I'm still extremely sorry for nagging you, but I've updated my code and something weird is going on again.

mode > full
full > `h1` { { `hey` `h1` }; };
c:\Users\*****\OneDrive\Documents\langs\bml\bmls\language\parser\parser.py:50: ParserGeneratorWarning: 1 shift/reduce conflict
  return self.pg.build()
['<h1><hey h1></h1>']

full > `h1` { { `hey` `h1` }; }; `h33` { `hello` };
[['<h1><hey h1></h1>'], '<h33>hello</h33>'] (<< weird grouping by statement into list)
full >

Parser seems to be forcing them into an array by statement. Here is my code:

import re
from bmls.language.parser.definitions import BMLDefinition, BMLStatement
from rply import ParserGenerator, Token

class BMLParser():
    def __init__(self):
        self.pg = ParserGenerator(
            # A list of all token names accepted by the parser.
            [
                'OPEN_STATEMENT',
                'CLOSE_STATEMENT',
                'ENDING_CHAR',
                'STRING',
            ]
        )

    def parse(self):
        @self.pg.production("main : expr")
        @self.pg.production("main : main expr")
        def main(p):
            return p

        @self.pg.production('expr : OPEN_STATEMENT STRING STRING CLOSE_STATEMENT ENDING_CHAR')
        def statement(p):
            name = self.__removeFirstLast(self.__toSTRING(p[1]), '`', '`')
            definition1 = self.__removeFirstLast(self.__toSTRING(p[2]), '`', '`')

            comp = BMLStatement(name, definition1)
            return self.__toHTML(comp)

        @self.pg.production('expr : STRING OPEN_STATEMENT expr CLOSE_STATEMENT ENDING_CHAR')
        def definition(p):
            name = self.__removeFirstLast(self.__toSTRING(p[0]), '`', '`')
            definition1 = self.__removeFirstLast(self.__toSTRING(p[2]), '`', '`')
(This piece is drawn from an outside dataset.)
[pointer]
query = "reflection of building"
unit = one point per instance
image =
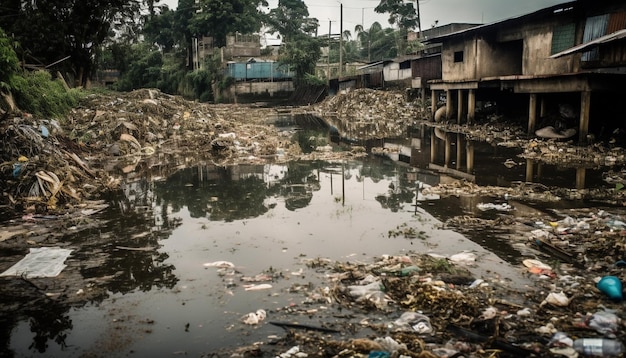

            comp = BMLDefinition(name, definition1)
            return self.__toHTML(comp)

        @self.pg.production('expr : STRING')
        def string_expr(p):
            if p[0].gettokentype() == "STRING":
                return self.__removeFirstLast(self.__toSTRING(p[0]), '`', '`')

        @self.pg.error
        def error_handle(token):
            raise SyntaxError("Error on Token (\"" + token.gettokentype() + "\" , \"" + token.getstr() + "\")")

    def build(self):
        return self.pg.build()

    def __removeFirstLast(self, tok, char, endchar):
        if isinstance(tok, str):
            if tok.startswith(char) and tok.endswith(endchar):
                return re.sub(r'^' + char + r'|' + endchar + r'$', '', tok)
            else:
                return tok
        else:
            return tok

    def __toHTML(self, tok):
        if isinstance(tok, BMLDefinition):
            return "<" + tok.left + ">" + tok.right + "</" + tok.left + ">"
        elif isinstance(tok, BMLStatement):
            return "<" + tok.left + " " + tok.right + ">"
        elif isinstance(tok, Token):
            return tok.getstr()
        else:
            return tok

    def __toSTRING(self, tok):
        if isinstance(tok, Token):
            return tok.getstr()
        else:
            return tok

Am I dumb?

nobodxbodon commented 2 years ago

@AcaiBerii it's because of this part:

        @self.pg.production("main : expr")
        @self.pg.production("main : main expr")
        def main(p):
            return p

p is an array containing the parts on the right side of the production rule. The second rule main : main expr has main as the first part, which evaluates as an array itself. Below is one way to "flatten" the array:

def main(p):
    if len(p) == 1:
        return p
    else:
        p[0].append(p[1])
        return p[0]
ghost commented 2 years ago

Thank you, and just one more question (i know you're going "oh god" in your head by this point):

How would I allow an infinite amount of exprs inside of a definition? like this:

`h1` { `h2` { `hello` }; `h2` { `world!` }; };
nobodxbodon commented 2 years ago

@AcaiBerii I can't run your code above because of some missing class. Off top of my head, main can be multiple expressions, so have you tried changing this rule

expr : STRING OPEN_STATEMENT expr CLOSE_STATEMENT ENDING_CHAR

to

expr : STRING OPEN_STATEMENT main CLOSE_STATEMENT ENDING_CHAR

? You may need to change definition method accordingly.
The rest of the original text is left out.